Prise au dépourvu, elle haussa les épaules. Elle lança au hasard :
- Pas par ici. Montferrand.
- Pourquoi t'es venue, du coup ?
- Ma famille est morte, là-bas. Je voulais une ville plus grande.
Son histoire se rapprochait insensiblement de la vérité.
- Je suis désolé.
Enfin un peu de compassion, songea Ysombre. Ce garçon était moins vulgaire qu'il n'en avait l'air.
- Merci.
Elle termina son morceau de pain et tendit le bras pour prendre un morceau de brioche entamé.
- Vous êtes combien dans la cuisine ?
Elle peaufinait son rôle ; toute nouvelle venue demanderait cela.
- Oh, je ne sais pas, beaucoup. Mais la plupart sont plus vieux que nous.
Elle avala sa dernière bouchée.
- Et pourquoi on est seuls ?
- Les autres sont au marché. Je... je suis puni, en fait. J'ai volé des œufs et un lapereau la semaine dernière. Le maître a dit que je serai viré et livré aux gardes la prochaine fois.
Il était donc un voleur aussi, quelque part ! Il l'attendrissait à présent, lui aussi traqué par la garde pour avoir voulu subsister. Elle rencontra ses yeux. Calmes, sans éclat, presque résignés, d'un marron foncé sobre et profond.
- Je... j'ai aussi quitté Limoges parce que la garde me cherchait.
- Vrai ? Toi aussi ? T'as fait quoi ?
- Je préfère ne pas en parler.
- Je vois.
Il s'abîma dans ses pensées, et regarda le tas d'herbes qui lui restait. Ysombre se leva lentement.
- L'invité m'a demandé de revenir, signala-t-elle en remontant vers la porte. Je crois qu'il veut commander un truc.
Il la suivit jusqu'à la poterne.
- Tu reviendras ?
- Je ne sais pas. Le maître n'a pas encore dit s'il me gardait.
- Ah... Bonne chance alors, Isabelle.
- Bonne chance à toi, Jean-Étienne.
Elle entendit simplement la porte se fermer dans son dos.
En grimpant l'escalier à la recherche de Philippe de Béthune, elle tomba sur Charles-Emmanuel en grande tenue.

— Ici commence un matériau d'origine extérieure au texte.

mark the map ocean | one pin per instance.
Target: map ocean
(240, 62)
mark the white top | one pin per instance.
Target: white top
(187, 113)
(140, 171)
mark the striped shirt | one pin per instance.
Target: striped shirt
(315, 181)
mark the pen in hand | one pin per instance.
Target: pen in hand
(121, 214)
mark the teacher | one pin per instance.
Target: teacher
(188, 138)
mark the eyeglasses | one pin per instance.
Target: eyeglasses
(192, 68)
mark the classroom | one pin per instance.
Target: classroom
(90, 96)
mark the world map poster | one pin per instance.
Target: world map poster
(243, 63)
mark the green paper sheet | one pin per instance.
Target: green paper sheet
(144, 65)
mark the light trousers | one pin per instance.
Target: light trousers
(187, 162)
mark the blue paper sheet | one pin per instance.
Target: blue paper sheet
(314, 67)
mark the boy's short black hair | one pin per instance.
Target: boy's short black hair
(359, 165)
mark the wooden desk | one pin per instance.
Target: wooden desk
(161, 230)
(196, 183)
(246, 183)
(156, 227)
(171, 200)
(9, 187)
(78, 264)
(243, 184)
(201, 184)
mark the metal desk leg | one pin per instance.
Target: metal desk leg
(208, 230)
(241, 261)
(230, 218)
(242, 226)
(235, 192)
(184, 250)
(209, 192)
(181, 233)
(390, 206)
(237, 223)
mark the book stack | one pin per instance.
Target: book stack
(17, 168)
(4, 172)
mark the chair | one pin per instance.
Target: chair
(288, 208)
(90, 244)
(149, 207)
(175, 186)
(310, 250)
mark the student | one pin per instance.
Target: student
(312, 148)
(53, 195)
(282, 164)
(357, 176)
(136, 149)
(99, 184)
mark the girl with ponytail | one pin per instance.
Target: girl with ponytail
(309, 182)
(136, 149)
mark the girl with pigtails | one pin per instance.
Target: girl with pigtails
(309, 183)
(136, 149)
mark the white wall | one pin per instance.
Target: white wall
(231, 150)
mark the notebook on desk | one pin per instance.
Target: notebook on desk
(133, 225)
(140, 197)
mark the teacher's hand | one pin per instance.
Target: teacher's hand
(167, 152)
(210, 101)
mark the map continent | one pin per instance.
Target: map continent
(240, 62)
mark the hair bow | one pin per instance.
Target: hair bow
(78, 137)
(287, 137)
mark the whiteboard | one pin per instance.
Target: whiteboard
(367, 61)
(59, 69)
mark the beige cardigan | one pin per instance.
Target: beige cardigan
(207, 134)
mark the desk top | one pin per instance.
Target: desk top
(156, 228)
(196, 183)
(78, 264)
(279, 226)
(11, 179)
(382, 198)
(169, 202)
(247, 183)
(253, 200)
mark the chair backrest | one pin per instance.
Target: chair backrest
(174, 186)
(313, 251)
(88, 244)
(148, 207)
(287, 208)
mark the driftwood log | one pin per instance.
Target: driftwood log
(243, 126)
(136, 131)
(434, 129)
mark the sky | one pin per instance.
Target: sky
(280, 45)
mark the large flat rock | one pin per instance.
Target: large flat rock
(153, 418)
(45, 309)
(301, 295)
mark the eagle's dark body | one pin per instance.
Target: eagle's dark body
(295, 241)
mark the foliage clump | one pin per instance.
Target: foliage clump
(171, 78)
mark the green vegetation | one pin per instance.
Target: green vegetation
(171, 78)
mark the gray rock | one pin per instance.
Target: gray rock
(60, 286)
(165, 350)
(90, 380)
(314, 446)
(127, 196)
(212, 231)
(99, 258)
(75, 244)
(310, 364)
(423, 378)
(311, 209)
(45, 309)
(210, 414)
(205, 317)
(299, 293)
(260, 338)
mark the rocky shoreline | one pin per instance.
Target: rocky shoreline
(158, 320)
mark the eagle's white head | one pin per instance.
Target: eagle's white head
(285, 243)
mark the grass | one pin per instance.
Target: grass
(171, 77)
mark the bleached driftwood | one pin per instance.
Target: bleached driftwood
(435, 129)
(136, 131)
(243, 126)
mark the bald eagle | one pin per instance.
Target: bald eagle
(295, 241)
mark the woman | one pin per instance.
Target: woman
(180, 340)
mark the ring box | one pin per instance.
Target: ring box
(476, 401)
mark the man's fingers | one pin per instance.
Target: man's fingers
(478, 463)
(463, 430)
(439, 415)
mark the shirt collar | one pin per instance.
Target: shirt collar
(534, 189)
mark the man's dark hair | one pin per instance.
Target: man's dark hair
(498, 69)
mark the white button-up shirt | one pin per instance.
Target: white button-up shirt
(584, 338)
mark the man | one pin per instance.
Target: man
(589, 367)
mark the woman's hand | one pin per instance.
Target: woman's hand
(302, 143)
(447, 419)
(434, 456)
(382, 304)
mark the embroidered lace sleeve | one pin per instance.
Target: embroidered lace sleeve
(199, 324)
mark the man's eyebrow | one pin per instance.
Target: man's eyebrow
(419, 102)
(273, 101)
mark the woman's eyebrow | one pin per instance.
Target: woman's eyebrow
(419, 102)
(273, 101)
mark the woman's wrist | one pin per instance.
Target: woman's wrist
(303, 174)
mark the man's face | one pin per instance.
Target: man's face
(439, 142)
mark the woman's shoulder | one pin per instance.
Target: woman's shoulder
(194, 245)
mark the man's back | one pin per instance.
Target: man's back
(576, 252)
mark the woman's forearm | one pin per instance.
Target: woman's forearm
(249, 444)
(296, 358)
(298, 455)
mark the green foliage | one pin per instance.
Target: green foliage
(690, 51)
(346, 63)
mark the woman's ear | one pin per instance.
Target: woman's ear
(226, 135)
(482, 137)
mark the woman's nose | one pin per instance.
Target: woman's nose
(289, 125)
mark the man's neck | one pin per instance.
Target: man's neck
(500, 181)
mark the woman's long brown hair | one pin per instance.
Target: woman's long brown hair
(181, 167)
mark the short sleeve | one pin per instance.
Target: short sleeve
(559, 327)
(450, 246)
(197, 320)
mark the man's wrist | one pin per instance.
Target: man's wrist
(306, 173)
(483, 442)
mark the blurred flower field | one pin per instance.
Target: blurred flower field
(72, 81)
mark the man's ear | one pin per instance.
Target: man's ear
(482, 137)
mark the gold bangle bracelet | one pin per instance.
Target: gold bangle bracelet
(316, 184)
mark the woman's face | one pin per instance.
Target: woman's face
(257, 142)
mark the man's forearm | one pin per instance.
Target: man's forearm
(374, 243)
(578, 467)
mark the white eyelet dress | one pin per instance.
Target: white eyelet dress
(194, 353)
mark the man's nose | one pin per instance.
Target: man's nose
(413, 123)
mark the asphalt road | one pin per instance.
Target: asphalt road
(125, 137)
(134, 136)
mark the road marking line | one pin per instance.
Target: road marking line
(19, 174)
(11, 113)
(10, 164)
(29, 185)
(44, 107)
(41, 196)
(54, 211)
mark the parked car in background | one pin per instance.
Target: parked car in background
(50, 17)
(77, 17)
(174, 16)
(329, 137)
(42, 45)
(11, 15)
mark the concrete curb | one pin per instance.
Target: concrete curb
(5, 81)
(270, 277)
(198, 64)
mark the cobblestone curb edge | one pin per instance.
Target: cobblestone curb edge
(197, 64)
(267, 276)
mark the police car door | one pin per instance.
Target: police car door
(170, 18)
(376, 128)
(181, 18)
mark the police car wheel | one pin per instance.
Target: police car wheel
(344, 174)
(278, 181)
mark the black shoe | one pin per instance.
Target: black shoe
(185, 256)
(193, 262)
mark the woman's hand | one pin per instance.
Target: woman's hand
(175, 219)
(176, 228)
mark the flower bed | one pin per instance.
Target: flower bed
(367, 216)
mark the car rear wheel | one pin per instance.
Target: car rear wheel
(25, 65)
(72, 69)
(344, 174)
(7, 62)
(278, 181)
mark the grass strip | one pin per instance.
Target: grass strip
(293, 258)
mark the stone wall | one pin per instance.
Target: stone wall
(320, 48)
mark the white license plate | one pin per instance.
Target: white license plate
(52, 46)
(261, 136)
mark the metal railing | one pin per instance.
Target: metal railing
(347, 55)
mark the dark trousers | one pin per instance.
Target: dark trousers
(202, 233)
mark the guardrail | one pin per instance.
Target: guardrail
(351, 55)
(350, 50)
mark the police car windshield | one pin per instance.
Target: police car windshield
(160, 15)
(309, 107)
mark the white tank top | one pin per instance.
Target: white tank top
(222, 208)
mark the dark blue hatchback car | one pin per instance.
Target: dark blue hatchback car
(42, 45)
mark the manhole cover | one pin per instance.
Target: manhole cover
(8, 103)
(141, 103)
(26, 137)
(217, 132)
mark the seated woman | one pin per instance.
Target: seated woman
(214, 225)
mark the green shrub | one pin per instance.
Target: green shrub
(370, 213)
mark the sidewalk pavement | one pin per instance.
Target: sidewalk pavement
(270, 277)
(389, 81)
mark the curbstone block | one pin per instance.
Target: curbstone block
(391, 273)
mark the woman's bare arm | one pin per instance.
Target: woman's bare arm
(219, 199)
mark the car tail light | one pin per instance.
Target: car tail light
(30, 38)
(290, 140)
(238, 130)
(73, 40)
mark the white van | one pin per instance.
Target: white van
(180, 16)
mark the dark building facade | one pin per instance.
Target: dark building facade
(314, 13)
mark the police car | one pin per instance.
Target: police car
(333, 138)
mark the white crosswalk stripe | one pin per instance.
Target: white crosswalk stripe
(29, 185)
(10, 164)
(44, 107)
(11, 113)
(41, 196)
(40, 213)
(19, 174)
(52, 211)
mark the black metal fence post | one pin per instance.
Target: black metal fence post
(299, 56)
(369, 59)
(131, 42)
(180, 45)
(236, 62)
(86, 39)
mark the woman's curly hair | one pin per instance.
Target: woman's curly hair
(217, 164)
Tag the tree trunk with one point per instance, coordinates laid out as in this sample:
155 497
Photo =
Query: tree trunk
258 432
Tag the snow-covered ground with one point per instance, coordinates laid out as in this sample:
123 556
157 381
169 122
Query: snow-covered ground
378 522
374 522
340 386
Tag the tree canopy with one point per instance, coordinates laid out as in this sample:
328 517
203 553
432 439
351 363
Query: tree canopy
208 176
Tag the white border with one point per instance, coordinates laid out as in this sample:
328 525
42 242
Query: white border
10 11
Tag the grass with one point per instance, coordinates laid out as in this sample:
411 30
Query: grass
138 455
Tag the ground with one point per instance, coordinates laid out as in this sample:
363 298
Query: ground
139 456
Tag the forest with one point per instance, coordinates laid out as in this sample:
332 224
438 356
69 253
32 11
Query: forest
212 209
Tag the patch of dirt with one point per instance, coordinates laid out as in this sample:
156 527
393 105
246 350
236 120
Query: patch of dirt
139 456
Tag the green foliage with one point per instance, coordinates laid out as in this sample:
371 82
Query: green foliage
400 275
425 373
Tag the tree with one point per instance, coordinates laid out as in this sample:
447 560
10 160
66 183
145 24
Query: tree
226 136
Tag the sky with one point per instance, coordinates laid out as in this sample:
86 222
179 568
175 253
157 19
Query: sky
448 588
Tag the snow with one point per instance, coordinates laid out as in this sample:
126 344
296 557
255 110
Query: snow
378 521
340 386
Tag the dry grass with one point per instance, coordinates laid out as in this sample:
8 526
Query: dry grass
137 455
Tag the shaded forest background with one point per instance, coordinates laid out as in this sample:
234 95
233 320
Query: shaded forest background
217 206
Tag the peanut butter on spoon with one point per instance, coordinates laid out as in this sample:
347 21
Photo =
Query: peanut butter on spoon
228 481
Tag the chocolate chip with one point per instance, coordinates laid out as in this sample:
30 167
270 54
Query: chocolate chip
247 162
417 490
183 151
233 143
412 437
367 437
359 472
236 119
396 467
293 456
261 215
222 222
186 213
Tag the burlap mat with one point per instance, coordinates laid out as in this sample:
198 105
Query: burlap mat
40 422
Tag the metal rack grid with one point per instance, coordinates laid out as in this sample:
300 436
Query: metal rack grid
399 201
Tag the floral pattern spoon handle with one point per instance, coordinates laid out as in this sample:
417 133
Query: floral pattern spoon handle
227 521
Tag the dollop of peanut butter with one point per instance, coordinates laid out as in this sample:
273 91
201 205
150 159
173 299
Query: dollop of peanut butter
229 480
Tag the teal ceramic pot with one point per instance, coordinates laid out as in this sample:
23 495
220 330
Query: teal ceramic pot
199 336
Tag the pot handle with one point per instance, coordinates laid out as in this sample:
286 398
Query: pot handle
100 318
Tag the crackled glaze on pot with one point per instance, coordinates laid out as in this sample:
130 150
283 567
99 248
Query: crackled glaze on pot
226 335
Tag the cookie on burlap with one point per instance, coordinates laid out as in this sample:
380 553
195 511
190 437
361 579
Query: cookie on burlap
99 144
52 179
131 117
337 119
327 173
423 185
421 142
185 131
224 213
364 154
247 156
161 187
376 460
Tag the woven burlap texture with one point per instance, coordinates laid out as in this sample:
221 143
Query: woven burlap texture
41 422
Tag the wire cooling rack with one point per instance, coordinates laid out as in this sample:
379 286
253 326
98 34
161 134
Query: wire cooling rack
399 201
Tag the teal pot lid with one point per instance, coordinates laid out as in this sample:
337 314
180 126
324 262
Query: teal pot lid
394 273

- Tout s'est bien passé, Ysombre ?
- Parfaitement. J'ai récupéré la livrée ; elle a besoin d'un lavage mais elle fera l'affaire. Et ta jolie sucrée a écouté mes recommandations, par je ne sais quel miracle. Elle est au clavecin. Où est Béthune ?
- Philippe ? Dans le bureau du fond.
Elle allait reprendre sa montée mais Urfé l'interrompit.
- Tu es sûre que ça va ?
- Oui, pourquoi ?
- Tu quittes Marie sans être enragée...
Elle rit.
- Va savoir, je t'ai peut-être écouté !
- Je n'y croyais pas.
- Elle m'agace, mais je n'ai aucun intérêt à perdre sa contribution. Allez, file avant que je ne râle vraiment.
Elle souriait en disant cela. Il salua en baissant son chapeau et descendit. Pas-de-lune monta les dernières marches ; le nobliau lui avait rendu le sourire.